# EEGUnity Kernels: Dataset-Specific In-Memory Preprocessing

## 1. Introduction

EEGUnity provides a unified interface for parsing, preprocessing, and
managing EEG datasets. However, many public datasets are not fully
standardized:

-   Event markers may be stored in separate `.mat`, `.tsv`, or `.csv`
    files.
-   Subject metadata may exist in independent tables.
-   Channel naming conventions may vary across releases.
-   Folder structures may differ between mirrors or versions.

To address this variability **without duplicating EEG data**, EEGUnity
introduces the concept of external kernels.

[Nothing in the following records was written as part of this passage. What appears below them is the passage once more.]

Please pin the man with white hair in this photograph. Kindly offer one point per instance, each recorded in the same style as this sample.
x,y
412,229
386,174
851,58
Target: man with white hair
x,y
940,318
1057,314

A kernel is a dataset-specific, in-memory preprocessing plugin that runs
automatically when data is read.

------------------------------------------------------------------------

## 2. Why Use Kernels?

Traditional workflows often:

1.  Load raw data
2.  Run dataset-specific preprocessing scripts
3.  Export a new standardized dataset copy

This approach duplicates EEG arrays and complicates maintenance.

Kernels solve this by:

-   Running at read time
-   Updating `mne.io.Raw` objects in memory
-   Attaching metadata and annotations dynamically
-   Leaving the original dataset untouched

------------------------------------------------------------------------

## 3. How Kernels Work

When binding a kernel:

``` python
from eegunity import UnifiedDataset

ud = UnifiedDataset(
    dataset_path="/data/openneuro/ds005505",
    domain_tag="openneuro_ds005505",
    kernel_spec="/abs/path/openneuro_ds005505_kernel"
)

raw = ud.eeg_parser.get_data(0)
```

Internally:

1.  EEGUnity loads the Raw object.
2.  The external kernel is loaded dynamically.
3.  The system calls:

``` python
kernel.apply(udataset, raw, row)
```

If the kernel fails, EEGUnity emits a warning and returns the unmodified
raw.

------------------------------------------------------------------------

## 4. Kernel File Requirements

Each kernel file must:

1.  Be a single Python module
2.  Define exactly one object named:

``` python
KERNEL = YourKernelClass()
```

3.  Implement:

``` python
apply(udataset, raw, row) -> raw
```

One file equals one kernel. No suffix such as `:KERNEL` is required.

Valid kernel specifications:

-   File path (extension optional): "/abs/path/figshare_largemi_kernel"

-   Module import path: "my_private_kernels.figshare_largemi_kernel"

------------------------------------------------------------------------

## 5. Recommended Naming Convention

Kernel names should reflect the dataset source:

-   figshare_xxxx
-   openneuro_ds005505
-   kaggle_xxxx
-   bcic_iv_2a

Inside the kernel class:

``` python
KERNEL_ID = "figshare_largemi"
```

------------------------------------------------------------------------

## 6. Kernel Interface Specification

Required structure:

``` python
class SomeKernel:
    def apply(self, udataset, raw, row):
        ...
        return raw

KERNEL = SomeKernel()
```

Parameters:

-   udataset: dataset-level context
-   raw: loaded MNE Raw object
-   row: locator row (contains "File Path")

Return the modified raw object.

------------------------------------------------------------------------

## 7. Determining Dataset Root

If instantiated with dataset_path, use it directly.

If instantiated with locator_path only:

1.  Use udataset.get_shared_attr()\["dataset_path"\] if available.
2.  Otherwise compute common minimal prefix of all File Path entries.
3.  Fallback to directory of row\["File Path"\].

------------------------------------------------------------------------

## 8. Writing Robust Kernels

To support dataset variants:

-   Avoid hardcoded paths
-   Search recursively for participants or event files
-   Tolerate alternate column names
-   Handle missing metadata gracefully
-   Avoid assuming fixed folder structures

Focus on robust logic. EEGUnity handles exception safety.

------------------------------------------------------------------------

## 9. Minimal Kernel Template

``` python
from __future__ import annotations
import json
from dataclasses import dataclass
import mne

@dataclass
class ExampleKernel:
    KERNEL_ID: str = "source_name"

    def apply(self, udataset, raw: mne.io.BaseRaw, row) -> mne.io.BaseRaw:
        description_dict = {
            "original_description": raw.info.get("description", ""),
            "eegunity_description": {
                "source_name": self.KERNEL_ID
            },
        }
        raw.info["description"] = json.dumps(description_dict)
        return raw

KERNEL = ExampleKernel()
```

------------------------------------------------------------------------

## 10. Summary

Kernels allow EEGUnity to remain lightweight, avoid licensing issues,
and support diverse datasets through dynamic, in-memory preprocessing.